Plusieurs acteurs du monde de la littérature, en l’occurrence les adeptes de la poésie étaient réunis, le 21 mars 2019, au musée de la musique, à Ouagadougou. Tous étaient là pour découvrir qui, des 13 candidats en compétition pour le « Grand prix de la poésie Thomas Sankara », repartira avec le trophée. Mais, il n’en fut rien. Aucune des œuvres soumises n’a réussi à séduire le jury. « Il faut les retravailler », a suggéré le jury.

Si le groupe Afrique Wilila a initié le concours dénommé « Grand prix de poésie Thomas Sankara », c’est d’abord pour magnifier et perpétuer la mémoire du père de la Révolution burkinabè. Aussi, à travers ce prix, le groupe entend redonner ses lettres de noblesse à la poésie au Burkina qui, selon lui, est en perte de vitesse.

Ainsi, au lancement du concours placé sous le thème « Vivre africain », plusieurs œuvres ont été réceptionnées. De ces œuvres, seulement 13 se sont distinguées du grand lot et ont été soumises à l’appréciation d’un jury composé d’imminents acteurs de monde de la littérature dont le doyen Jacques Guingané. Une fois dans les mains du jury, ces œuvres ont été passées au peigne fin. Mais à la proclamation, intervenue, le 21 mars dernier, jour de la commémoration de la journée mondiale de la poésie, aucun de ces poèmes qui leur ont été soumis ne méritaient le trophée surtout que, selon le jury, le prix porte le nom d’un grand poète, d’un grand homme… « Nous ne voulons pas choisir une œuvre pour laquelle on sera obligé d’aller à 300 ou 500 mètres afin d’apprécier la qualité », a plaisanté l’un d’eux.

En lieu et place du trophée, des attestations de participations ont été remises aux participants

Une décision qui interpelle plus d’un.
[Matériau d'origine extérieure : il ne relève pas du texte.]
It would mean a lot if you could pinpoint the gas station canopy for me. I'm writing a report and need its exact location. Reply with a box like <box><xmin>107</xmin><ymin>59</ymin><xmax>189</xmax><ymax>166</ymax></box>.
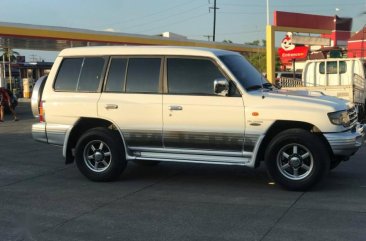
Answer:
<box><xmin>0</xmin><ymin>22</ymin><xmax>264</xmax><ymax>53</ymax></box>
Pour Tao Christian, porte-parole de Afrique Wilila cette situation soulève une question fondamentale et montre que la génération actuelle n’a pas encore pris la mesure du travail qu’il y a à faire sur le champ de la poésie. « Nous avons de grands noms qui ont fait des scènes  internationale en matière de littérature mais à notre tour, apparemment, nous n’arrivons pas à « construire la pyramide » », a-t-il fait noter. Mais, qu’à cela ne tienne, il a indiqué que c’est le lieu de se remettre au travail afin de produire des œuvres de belles factures à la hauteur des œuvres des devanciers. « On s’attendait à un lauréat mais malheureusement ou heureusement, cela n’a pas été le cas. Nous devons nous mettre au travail. Comme les membres du jury l’ont dit, un prix qui a le nom de Thomas Sankara il faut qu’il soit à la mesure des œuvres de SANKARA », a-t-il indiqué avant de conclure que : « La lutte continue ».